Data Centricity for Consumer Centricity – Your Key to Omnichannel Business Strategy
Whether you own or work with small business frameworks or the “giants”, data remains the priority – Data trumps everything!
For any business to flourish, working with customer intent data is absolutely essential. In other words, companies having enterprise-wide data management and enterprise-wide analytic capabilities in place are successful in their omnichannel efforts. This, in turn, translates into a seamless experience for the customers, increasing productivity, delivering rapid time to value, and making your brand easier to do business with.
Data integration plays a crucial role in collecting data from myriad sources in the front, middle, and back offices, and finally feeding it to an organization’s data analytics hub. It proves effective in handling problems of having disconnected, channel-specific systems in place, however, fails miserably when employed in conjunction with another channel.
Currently, product information management tools used for online buying or selling activities have schemes that are different from what the core ERP systems use in stores.
For instance, if or when a user invests in something via online shopping mode and wishes to return it back to a store, he or she will experience discrepancy or delay as odds are the stores’ technology will fail to recognize the product. Such loopholes in the system create a crumbling user experience which, in turn, hurts the business rapport terribly.
To ensure access to data sources and locations respectively, along with a crystal-clear landscape, starting from the scratch on smart IT systems is necessary. However, a plethora of omnichannel businesses have accumulated their systems in years, establishing a complex architecture and appending new layers for new channels.
So, chances of scraping off such framework and substituting it with a brand-new interconnected system are highly dim.

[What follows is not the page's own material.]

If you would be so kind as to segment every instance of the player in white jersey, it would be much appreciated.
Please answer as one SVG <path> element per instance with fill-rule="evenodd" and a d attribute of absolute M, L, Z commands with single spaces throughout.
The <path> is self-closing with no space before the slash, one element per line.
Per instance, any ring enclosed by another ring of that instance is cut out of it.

To keep pace with the evolving data centricity and customer centricity, thereby offering omnichannel business experience, organizations need a central business application that can work in the business ecosystem for unified customer experience.
With this central application, users can onboard customer data faster, work to develop integration flows that establish a connection between applications either residing on the cloud or on-premises that the customer is interacting with, and then use that intent data to feed into supporting systems for a consistent customer experience across all channels, making you easier to do business with.
Offering improved data centricity by ensuring the enterprise’s stronghold on its data analytics, such an application can also increase IT and Business productivity while fast forwarding revenues.
With such an application residing at the center of your business ecosystem, organizations can modernize their onboarding of business data with a self-service approach that delights their customers through unified brand experience.